Although moving to New York City, where the ITA is based, presents some challenges, Nanni has already settled in and is ready to make his mark. “When you visit as a tourist, New York is a dream,” he said. “But living here, getting acquainted to the city can be quite tough and intimidating at first. But now it’s getting better. I love my colleagues, I love my team. I love the work and I’m ready to kick off the new season of fashion events.”

He said his goal is to continue to support existing events such as the Chicago Collective, Cabana or Coterie trade shows where he will continue to promote the inherent expertise of Italian brands. But beyond that, he will also seek to “highlight the new voices of Italy” to the American market. “We have tradition, we have history — that’s true. But I want to introduce some other ideas and designers that have something to say.”

At the Chicago show, 10 new brands will be offered this season. “There are the brands that exhibit every year but then there are new additions so there is something to discover every season,” he said.

And being part of the group has proven successful to the Italian participants over the years, Nanni said. “They know when they go to Chicago, they’re participating in a curated, intimate event that can guarantee them the presence of a wide range of buyers.”

The way the process works, he explains, is that brands need to apply to participate in each event. When the link goes live on the ITA website, company executives will be perched at the computer in the middle of the night for a chance to register, since acceptance is first-come, first-served. And in a show like Chicago, where there is only space for 62 brands, the competition is fierce.

That being said, the ITA attempts to bring a cross section of categories to the show, ranging from footwear and leather goods to knitwear and tailored clothing.

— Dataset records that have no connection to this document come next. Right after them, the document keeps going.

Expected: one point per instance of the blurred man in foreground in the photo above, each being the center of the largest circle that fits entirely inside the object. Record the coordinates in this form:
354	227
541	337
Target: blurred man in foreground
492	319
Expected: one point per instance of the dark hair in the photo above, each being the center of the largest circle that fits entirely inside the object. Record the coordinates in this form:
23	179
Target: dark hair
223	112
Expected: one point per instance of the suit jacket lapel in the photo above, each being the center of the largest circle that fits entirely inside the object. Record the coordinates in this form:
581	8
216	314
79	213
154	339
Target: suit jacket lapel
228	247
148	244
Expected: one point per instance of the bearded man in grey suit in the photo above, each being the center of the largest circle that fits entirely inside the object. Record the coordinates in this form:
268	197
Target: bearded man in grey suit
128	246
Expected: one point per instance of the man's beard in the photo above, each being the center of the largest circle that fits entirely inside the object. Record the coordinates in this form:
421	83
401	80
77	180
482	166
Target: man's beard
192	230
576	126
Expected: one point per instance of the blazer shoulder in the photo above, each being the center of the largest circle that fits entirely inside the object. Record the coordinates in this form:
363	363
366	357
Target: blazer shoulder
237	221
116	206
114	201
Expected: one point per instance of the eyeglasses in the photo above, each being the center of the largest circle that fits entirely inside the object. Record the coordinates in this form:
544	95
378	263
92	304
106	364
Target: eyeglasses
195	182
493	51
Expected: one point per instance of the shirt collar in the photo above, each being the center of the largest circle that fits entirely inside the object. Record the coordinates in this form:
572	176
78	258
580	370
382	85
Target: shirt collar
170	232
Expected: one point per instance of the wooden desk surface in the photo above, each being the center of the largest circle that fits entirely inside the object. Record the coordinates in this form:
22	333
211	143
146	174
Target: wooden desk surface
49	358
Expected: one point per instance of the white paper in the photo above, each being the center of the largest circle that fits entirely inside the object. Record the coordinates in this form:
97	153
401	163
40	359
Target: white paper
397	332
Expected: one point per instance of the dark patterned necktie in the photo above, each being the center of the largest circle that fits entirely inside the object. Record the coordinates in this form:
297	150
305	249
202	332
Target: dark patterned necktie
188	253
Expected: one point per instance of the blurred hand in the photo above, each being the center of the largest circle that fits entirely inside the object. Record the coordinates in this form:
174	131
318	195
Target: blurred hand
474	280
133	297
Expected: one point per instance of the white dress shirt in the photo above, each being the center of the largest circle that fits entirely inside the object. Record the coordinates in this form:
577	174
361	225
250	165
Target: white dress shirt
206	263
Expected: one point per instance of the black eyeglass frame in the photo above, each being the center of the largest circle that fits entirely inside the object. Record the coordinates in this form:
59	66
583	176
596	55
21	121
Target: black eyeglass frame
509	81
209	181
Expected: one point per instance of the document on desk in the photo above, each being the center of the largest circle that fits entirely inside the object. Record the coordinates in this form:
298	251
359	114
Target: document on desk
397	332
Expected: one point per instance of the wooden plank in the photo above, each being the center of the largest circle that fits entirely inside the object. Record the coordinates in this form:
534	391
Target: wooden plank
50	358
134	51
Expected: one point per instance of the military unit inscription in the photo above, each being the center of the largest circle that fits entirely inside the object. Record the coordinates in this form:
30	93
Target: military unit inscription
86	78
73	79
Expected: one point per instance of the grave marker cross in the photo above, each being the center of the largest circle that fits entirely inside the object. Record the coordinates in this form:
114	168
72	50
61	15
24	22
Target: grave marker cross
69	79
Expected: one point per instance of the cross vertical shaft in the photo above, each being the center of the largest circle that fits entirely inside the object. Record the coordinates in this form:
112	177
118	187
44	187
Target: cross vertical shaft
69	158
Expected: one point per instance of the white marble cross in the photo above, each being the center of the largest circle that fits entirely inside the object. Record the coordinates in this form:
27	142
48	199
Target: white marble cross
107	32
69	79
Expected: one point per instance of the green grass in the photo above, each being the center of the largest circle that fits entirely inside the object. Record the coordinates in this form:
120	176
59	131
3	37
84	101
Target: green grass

Among the most requested categories, he said, are shirts and tailoring, and interest in loungewear and knitwear is also increasing. “Consumer habits are changing so we want to make retailers aware of what we have to offer,” he said. “Fast fashion is decreasing so we want to educate companies about the new consumer vision that is in lockstep with Italy.

“Italian brands take great honor in their craft,” he continued. “While other consumer brands around the world perpetually focus on making goods faster and cheaper, Italian brands respect their heritage and artisans and devote their entire focus to quality, design and innovation. It’s a different type of company culture that we are proud to celebrate.”

Italian brands at Chicago Collective.

Some 62 brands will show their collections at the trade show.


He added that the brands that have historically been the most successful are those with a story to tell, whether it’s heritage or the quality and materials used in production. The ITA is working with the brands to educate them on how to best promote themselves in this new market. “We want to try and showcase them in the U.S. and find the right way to give them a voice,” he said.

It makes sense that the Italian brands would want to gain a foothold in the U.S. market. Italy is the fourth largest importer in the fashion sector and although the overall softening of the U.S. economy saw a slight contraction in the first nine months, with Italian imports dipping 2.4 percent, the country nevertheless remained the top U.S. supplier of leather and furs, it ranked second in eyewear and leather goods, and third in footwear.

To further expand its reach in the U.S., the organization is also introducing a new section on its website called ExtraITAStyle, a digital platform with tools designed to help American retailers discover more than 70 other Italian brands online.

While Nanni is spearheading the fashion and beauty section of the ITA, his is not the only new face that will be in Chicago. The show will also mark the introduction of Erica Di Giovancarlo as the country’s new trade commissioner. She succeeds Antonino Laspina and marks the first woman to hold that position.